Brexit não chegou ao fim

Impasse que dura desde 2016 deverá começar a ser resolvido em janeiro.’Que comece a cicatrização’, declarou Boris Johson.

Westminster vai ser inundada por uma maré azul, quando os 364 deputados conservadores eleitos esta quinta-feira tomarem posse, a 17 de dezembro. São a maioria entre os 650 deputados britânicos e terão «concretizar o Brexit» como primeira prioridade. Ainda antes do Natal deverão começar a discutir o atual acordo de saída do Reino Unido da União Europeia, aprovado por Bruxelas e negociado por Johnson. Tudo indica que o aprovarão algures em janeiro, pondo fim ao impasse no Parlamento britânico que dura desde o referendo de 2016 – a rutura com a UE ficou praticamente garantida. «Que comece a cicatrização», declarou Johnson. Isto significa que estamos nos últimos episódios da saga do Brexit? Nem por sombras.

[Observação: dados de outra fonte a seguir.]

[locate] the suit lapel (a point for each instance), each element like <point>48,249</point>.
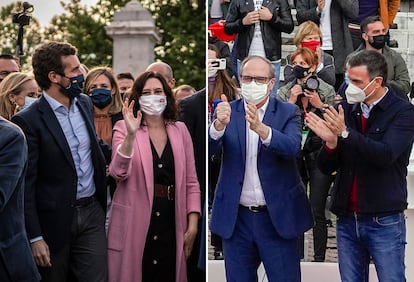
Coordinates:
<point>53,125</point>
<point>268,117</point>
<point>177,145</point>
<point>239,116</point>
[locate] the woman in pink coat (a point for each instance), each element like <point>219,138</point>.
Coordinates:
<point>156,206</point>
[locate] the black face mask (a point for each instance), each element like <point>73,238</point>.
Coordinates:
<point>300,72</point>
<point>378,41</point>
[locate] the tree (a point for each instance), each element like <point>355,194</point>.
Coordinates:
<point>183,29</point>
<point>82,28</point>
<point>181,24</point>
<point>9,30</point>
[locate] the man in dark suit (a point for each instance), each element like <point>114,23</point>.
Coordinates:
<point>193,114</point>
<point>260,207</point>
<point>368,142</point>
<point>16,260</point>
<point>65,190</point>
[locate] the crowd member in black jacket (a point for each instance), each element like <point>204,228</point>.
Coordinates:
<point>259,25</point>
<point>370,194</point>
<point>65,185</point>
<point>16,260</point>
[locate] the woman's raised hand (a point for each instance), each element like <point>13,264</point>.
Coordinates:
<point>132,123</point>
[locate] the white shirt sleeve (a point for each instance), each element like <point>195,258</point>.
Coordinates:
<point>215,134</point>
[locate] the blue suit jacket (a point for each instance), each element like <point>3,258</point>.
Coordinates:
<point>284,192</point>
<point>16,260</point>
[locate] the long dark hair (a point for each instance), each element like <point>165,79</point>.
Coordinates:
<point>170,113</point>
<point>224,83</point>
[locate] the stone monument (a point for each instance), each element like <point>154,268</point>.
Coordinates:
<point>134,35</point>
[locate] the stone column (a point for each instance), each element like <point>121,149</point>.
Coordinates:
<point>134,35</point>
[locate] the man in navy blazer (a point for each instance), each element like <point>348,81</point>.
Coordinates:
<point>16,260</point>
<point>65,190</point>
<point>260,207</point>
<point>368,142</point>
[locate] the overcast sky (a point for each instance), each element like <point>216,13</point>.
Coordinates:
<point>44,10</point>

No momento em que o acordo de Johnson entrar em vigor, começa o contra-relógio do período de transição, até dezembro de 2020. Até lá, o Reino Unido e o resto da Europa terão de renegociar boa parte da sua relação, do comércio à cooperação na ciência, educação, segurança, passando pela política migratória. As negociações oficiais só deverão começar em março, mas Johnson só tem até junho para pedir uma extensão de um ou dois anos – algo que durante a campanha eleitoral garantiu que não precisava.

«O período médio de tempo para negociar um acordo de comércio é 48 meses», alertou Catherine Barnard, professora de Direito Europeu na Universidade de Cambridge, quando questionada em outubro pelo comité parlamentar para a saída da UE. E acrescentou, como dificuldade adicional: «Nunca antes tivemos um acordo de divergência, em vez de convergência».

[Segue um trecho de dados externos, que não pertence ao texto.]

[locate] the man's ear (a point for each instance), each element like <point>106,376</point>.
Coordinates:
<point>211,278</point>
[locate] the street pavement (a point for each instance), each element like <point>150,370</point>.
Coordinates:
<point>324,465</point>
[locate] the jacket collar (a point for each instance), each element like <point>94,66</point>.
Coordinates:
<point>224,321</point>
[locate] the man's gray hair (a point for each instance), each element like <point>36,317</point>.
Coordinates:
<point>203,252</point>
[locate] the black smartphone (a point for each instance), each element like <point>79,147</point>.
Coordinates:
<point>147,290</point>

A velocidade das negociações dependerá muito do grau de alinhamento que Londres estará disposta a manter com Bruxelas: por exemplo, a nível de regulações ambientais, fiscais e de qualidade. «Não queremos que sejam um competidor injusto», avisou o Presidente francês, Emmanuel Macron, mal foi conhecido o resultados das eleições britânicas. Se os conservadores «querem um acordo comercial ambicioso, eles sabem quais são os padrões europeus, a nível do clima, padrões sociais e tudo o resto», clarificou.

Aqui, Johnson está perante o proverbial pau de dois bicos. Por um lado, quer acelerar o processo ao máximo. Por outro, quer afastar-se das regulações europeias, para facilitar acordos comerciais com países fora da UE, com padrões mais baixos, como os Estados Unidos, de Donald Trump. «Parabéns a Boris Johnson», tweetou o Presidente dos EUA, prometendo que o futuro acordo entre os dois «tem o potencial de ser muito maior e mais lucrativo que qualquer acordo que pudesse ser feito com a UE».

 

O futuro ainda é incerto

Mesmo após o Parlamento britânico aprovar o acordo de Johnson, como parece certo, a saída não negociada deverá continuar em cima da mesa. O Reino Unido pode acabar por fazê-lo na mesma em 31 de dezembro de 2020, se não se entender com a UE: aliás, é este o cenário favorito de muitos dos conservadores mais eurocéticos.

Do lado oposto da bancada conservadora, onde se posicionam pesos pesados como a ex-primeira-ministra Theresa May e o antigo chanceler Philip Hammond, é preferido um alinhamento mais próximo com Bruxelas – e provavelmente uma extensão do prazo para negociar.

Outra hipótese é uma espécie de acordo provisório, como foi sugerido pela líder da Comissão Europeia, Ursula von der Leyen. «Teremos de prioritizar», declarou a líder da Comissão Europeia, prometendo focar-se em assuntos que «não têm um enquadramento onde se basear [sem as regras europeias] ou em que não é possível tomar medidas unilaterais de contingência». Ou seja, focar-se primeiro em setores como a segurança, pescas e comércio – que «ficarão à beira do precipício económico se não se lidar com eles até ao final de 2020», explicou Von der Leyen. E deixar outras pastas para depois, como o setor financeiro.